Friday, June 01, 2007

Nature, children, optimism, and Louv

In spite of the fact that I'm running on vapours at this point in the day, I managed to grab an hour after writing my way through about 100 hours of furlough to finish off the Louv book. It's a great message. Kids have fallen out of touch with nature. We're actually losing our knowledge of natural history entirely because it isn't taught anymore. Even in the academy, what passes for biology is discussion of molecules. Fascinating discussion, mind you, but nary a whole animal in sight. I remember sitting down once with the dean of science and the chair of biology at my university to talk about a joint future in animal research. The bio chair opined that whole animal biology was a thing of the past. I was told in no uncertain terms that unless I wanted to talk molecules, there was no common ground. Louv's argument also touched a memory for me of an informal study showing that most biology undergraduate students at the University of Toronto had never been on a camping trip. What they knew of nature they'd learned from books and computers.

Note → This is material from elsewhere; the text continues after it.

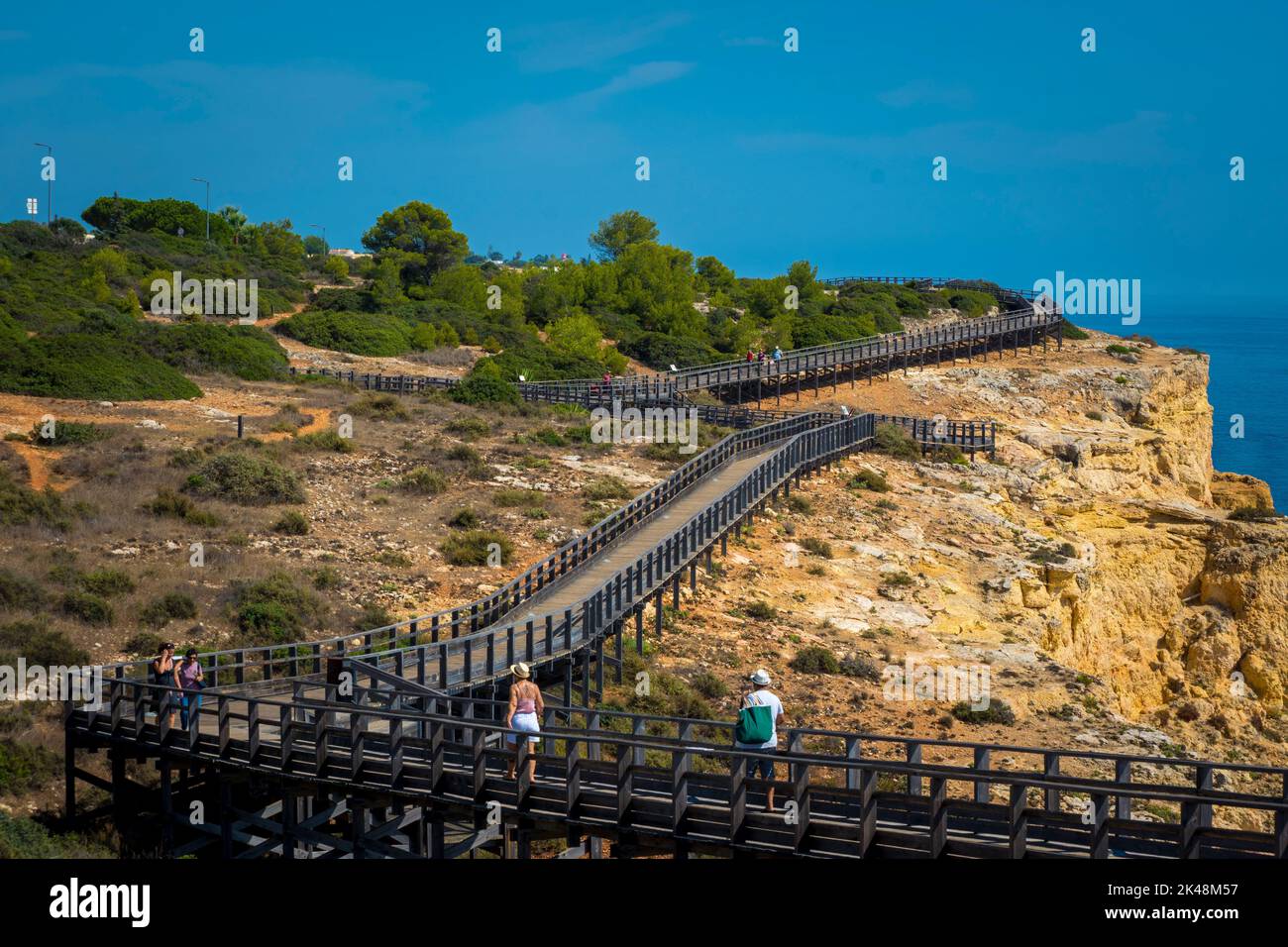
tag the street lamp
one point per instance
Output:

Louv thinks all of this matters for all kinds of reasons (and I agree) but the main argument of the book is that kids need contact with nature to be healthy. I think he's right about that -- there's a load of data to back that claim. What I don't know is why that is. What is it that nature gives us? And then my cyberhead wonders (and here's where Louv cringes) whether there's any way to simulate it. I know. Seems like some kind of regressive step. Perhaps even blasphemy. But the thing of it is, I really don't see what Louv proposes ever actually taking place. He espouses some form of return to the old Garden City of Ebenezer Howard. It didn't work last time -- in fact it was one step on the road to Le Corbusier disasterland -- but Louv says that's because we didn't do it right -- we emphasized the wrong parts of the idea. We tried to do the Garden City without the Garden. Anyway, whether Howard was right or wrong (and coincidentally enough I'd just read Jane Jacobs doing a merry lambasting of Howard earlier today), I just don't see what he proposes, a return to village life in some kind of rural hinterland, replete with small agricultural collectives, alternative energy, etc. etc. ever coming to fruition. For one thing, I think that things are coming crashing down too hard and too fast. I think that long before Louv re-engineers North American culture, we've got this small problem of 7 or 8 billion people in the rest of the world, starving for resources, water, energy breathing down our necks. I don't see them putting up with such a bold experiment, at least while they have lots of guns to point at us. If there's any way out of the morass (and, as I've said recently, I'm not sure there should be or that I even want there to be) then I'd put my money on technological cures. We can't have back what we've blown. We've kicked ourselves out of the Garden of Eden. Oops. But if we can figure out how our love of nature works, why it matters, what it's for, and how to simulate it, we may be able to help ourselves a little.